If you want to probe deeper into the conflation of language/culture and religious identity and see how an extreme sort of obsession with certain terms, drawn from certain languages and texts considered as sacred, serves to keep Hindus and Muslims apart, try greeting the next Hindu and the next Muslim you meet with neither ‘Salaam’ nor ‘Shanti’ but, instead, with the English ‘Peace’. You can be sure that neither of them will get at all agitated—simply because for some reason or the other the English word ‘peace’ doesn’t appear to them to be invested with any religious significance, unlike its equivalents in Arabic and Sanskrit. Nor does it appear to them to be indelibly linked to a particular community, for which it serves as a signal of its identity.

The same is true for various terms used for God.
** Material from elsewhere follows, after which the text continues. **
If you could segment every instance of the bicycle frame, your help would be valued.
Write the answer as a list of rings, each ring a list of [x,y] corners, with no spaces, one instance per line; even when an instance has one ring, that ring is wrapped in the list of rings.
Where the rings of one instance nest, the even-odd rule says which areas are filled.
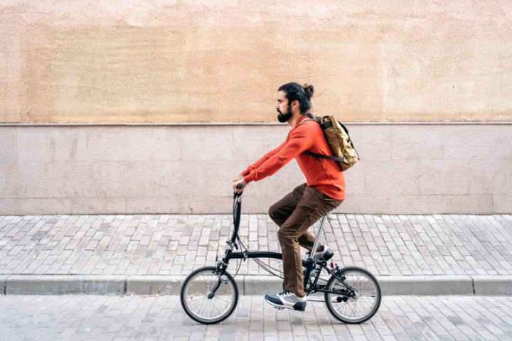
[[[233,249],[238,249],[238,244],[236,244],[236,239],[238,238],[238,229],[240,228],[240,214],[241,214],[241,204],[242,204],[242,193],[234,193],[233,197],[233,231],[231,234],[230,240],[227,241],[226,243],[228,245],[228,249],[225,251],[225,254],[222,260],[217,260],[217,272],[219,278],[223,276],[227,269],[228,264],[230,259],[247,259],[251,258],[268,258],[273,259],[282,259],[282,254],[278,252],[270,252],[270,251],[245,251],[243,252],[233,252]],[[315,236],[315,242],[313,246],[312,250],[316,250],[318,246],[319,239],[320,234],[321,234],[324,228],[324,224],[327,215],[324,215],[320,220],[320,224],[316,231],[316,235]],[[311,274],[311,271],[313,269],[314,265],[319,266],[321,269],[325,269],[327,273],[330,275],[334,276],[336,278],[342,283],[347,288],[346,291],[328,291],[323,288],[321,286],[317,285],[321,269],[319,269],[314,277],[314,280],[312,283],[308,282],[308,278]],[[340,268],[338,264],[334,266],[334,264],[331,263],[332,270],[327,267],[327,262],[324,260],[315,260],[311,257],[308,257],[306,260],[302,260],[302,266],[306,268],[306,274],[304,274],[304,291],[307,295],[310,293],[314,293],[316,292],[322,293],[337,293],[340,295],[345,295],[350,297],[353,297],[356,293],[353,289],[350,287],[346,282],[345,278],[341,275],[340,272]],[[311,278],[312,279],[312,278]],[[212,293],[215,293],[217,287],[220,285],[220,283],[215,286],[216,287],[212,290]]]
Generally, Hindus and many Muslims might freely use the term ‘God’ without any hesitation, but it is unlikely for a Hindu to refer to God as ‘Allah’ and even rarer still for a Muslim to speak of God as ‘Bhagwan’ or ‘Ishwar’. This is because even though ‘Allah’, on the one hand, and ‘Ishwar’ and ‘Bhagwan’, on the other refers to the same Ultimate Reality (as far as I am concerned), some Hindus and many Muslims might not agree. On the contrary, they might see the term ‘Allah’ as specifically ‘Muslim’ and ‘Ishwar’/’Bhagwan’ as exclusively ‘Hindu’. Some extreme literalists among them might even go so far as to insist (and as the fat man must have believed) that Allah and Ishwar have nothing at all in common and that they are two entirely different, or even radically opposed, beings or phenomenon or powers. And so they would think—as the fat man did—it sheer anathema for God to be referred to by any name other than the one generally used by their co-religionists.
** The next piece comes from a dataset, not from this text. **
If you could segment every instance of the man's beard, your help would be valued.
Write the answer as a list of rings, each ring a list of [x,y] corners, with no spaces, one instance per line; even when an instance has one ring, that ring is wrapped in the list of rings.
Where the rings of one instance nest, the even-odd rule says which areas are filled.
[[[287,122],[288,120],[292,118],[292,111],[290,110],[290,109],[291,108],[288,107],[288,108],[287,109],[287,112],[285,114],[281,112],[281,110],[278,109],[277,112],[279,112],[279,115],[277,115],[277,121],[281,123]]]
The conflation of language and key terms drawn from a particular language with religion and religious identity is, alas, all too common. This is often marshaled by different sets of religionists as a boundary marker to build barriers between themselves and followers of other faiths and it almost inevitably leads to conflictual relations with them. And, equally tragically, this linguistic idolatry leads to a denial of the notion of the universality of God, whom different sets of folks, obsessed with the belief in the infinite superiority of their faiths and the worthlessness of others, seek to appropriate as, allegedly, exclusively their own.